Utilizing the Cottrazm algorithm, we reconstructed the intricate boundaries and identified differentially expressed genes (DEGs) associated with these regions. Cell-cell co-positioning analysis was conducted using SpaCET, which revealed key interactions between tumor-associated macrophage (TAMs) and cancer-associated fibroblasts (CAFs). Additionally, Lasso regression analysis was employed to develop a malignant body signature (MBS), which was subsequently validated using the TCGA dataset for prognosis prediction and treatment response assessment.
Our research indicates that the tumor boundary is characterized by a rich reconstruction of the extracellular matrix (ECM), immunomodulatory regulation, and the epithelial-to-mesenchymal transition (EMT), underscoring its significance in tumor progression. Spatial colocalization analysis reveals a significant interaction between CAFs and M2-like tumor-associated macrophage (TAM), which contributes to immune exclusion and drug resistance. The MBS score effectively stratifies patients into high-risk groups, with survival outcomes for patients exhibiting high MBS scores being significantly poorer. Furthermore, drug sensitivity analysis demonstrates that high-MB tumors had poor response to chemotherapy strategies, highlighting the role of the tumor boundary in modulating therapeutic efficacy.

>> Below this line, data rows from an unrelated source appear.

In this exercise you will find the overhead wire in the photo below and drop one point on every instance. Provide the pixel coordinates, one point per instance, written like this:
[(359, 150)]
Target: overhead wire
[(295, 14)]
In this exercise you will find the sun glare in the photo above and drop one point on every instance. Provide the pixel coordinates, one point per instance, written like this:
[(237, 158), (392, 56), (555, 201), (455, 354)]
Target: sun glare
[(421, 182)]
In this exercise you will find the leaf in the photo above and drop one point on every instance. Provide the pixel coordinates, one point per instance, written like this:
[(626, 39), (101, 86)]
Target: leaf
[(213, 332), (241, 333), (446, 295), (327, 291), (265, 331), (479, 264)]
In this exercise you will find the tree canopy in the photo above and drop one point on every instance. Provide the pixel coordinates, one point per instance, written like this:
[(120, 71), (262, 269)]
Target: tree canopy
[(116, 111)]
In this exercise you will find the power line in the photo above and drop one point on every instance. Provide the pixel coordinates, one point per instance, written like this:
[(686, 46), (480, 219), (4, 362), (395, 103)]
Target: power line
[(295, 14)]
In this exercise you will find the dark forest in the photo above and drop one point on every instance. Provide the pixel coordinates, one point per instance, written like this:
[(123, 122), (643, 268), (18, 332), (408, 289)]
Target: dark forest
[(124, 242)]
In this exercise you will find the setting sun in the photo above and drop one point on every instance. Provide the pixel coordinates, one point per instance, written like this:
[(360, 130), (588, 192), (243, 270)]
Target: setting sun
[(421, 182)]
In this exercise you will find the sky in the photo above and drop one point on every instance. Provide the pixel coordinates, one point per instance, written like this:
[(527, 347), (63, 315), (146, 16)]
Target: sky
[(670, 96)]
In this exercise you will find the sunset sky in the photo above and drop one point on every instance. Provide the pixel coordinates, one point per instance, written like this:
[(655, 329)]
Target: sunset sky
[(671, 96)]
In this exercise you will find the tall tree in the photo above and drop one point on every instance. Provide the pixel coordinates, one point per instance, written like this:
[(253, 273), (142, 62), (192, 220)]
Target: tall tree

Collectively, we investigate the spatial transcription group and bulk data to elucidate the characteristics of tumor boundary molecules in breast cancer. The CAF-M2 phenotype emerges as a critical determinant of immunosuppression and drug resistance, suggesting that targeting this interaction may improve treatment responses. Furthermore, the MBS serves as a novel prognostic tool and offers potential strategies for guiding personalized treatment approaches in breast cancer.
乳腺癌的肿瘤边界是一个高度异质性的区域。在该区域,恶性细胞与非恶性细胞之间的相互作用影响肿瘤进展、免疫逃逸和耐药性。然而,肿瘤边界的空间转录谱及其在乳腺癌预后和治疗反应中的作用仍不清楚。
利用Cottrazm算法,我们重建了复杂的边界并鉴定了与这些区域相关的差异表达基因(DEGs)。使用SpaCET进行细胞-细胞共定位分析,揭示了肿瘤相关巨噬细胞(TAMs)与癌症相关成纤维细胞(CAFs)之间的关键相互作用。此外,采用套索回归分析来开发恶性体特征(MBS),随后使用TCGA数据集对其进行验证,以预测预后和评估治疗反应。
我们的研究表明,肿瘤边界的特征是细胞外基质(ECM)的丰富重建、免疫调节和上皮-间质转化(EMT),突出了其在肿瘤进展中的重要性。空间共定位分析揭示了CAFs与M2样肿瘤相关巨噬细胞(TAM)之间的显著相互作用,这有助于免疫排斥和耐药性。MBS评分有效地将患者分为高危组,MBS评分高的患者生存结果明显较差。此外,药物敏感性分析表明,高MBS肿瘤对化疗策略反应不佳,突出了肿瘤边界在调节治疗效果中的作用。
总体而言,我们通过研究空间转录组和大量数据来阐明乳腺癌肿瘤边界分子的特征。CAF-M2表型成为免疫抑制和耐药性的关键决定因素,表明靶向这种相互作用可能改善治疗反应。此外,MBS作为一种新的预后工具,为指导乳腺癌个性化治疗方法提供了潜在策略。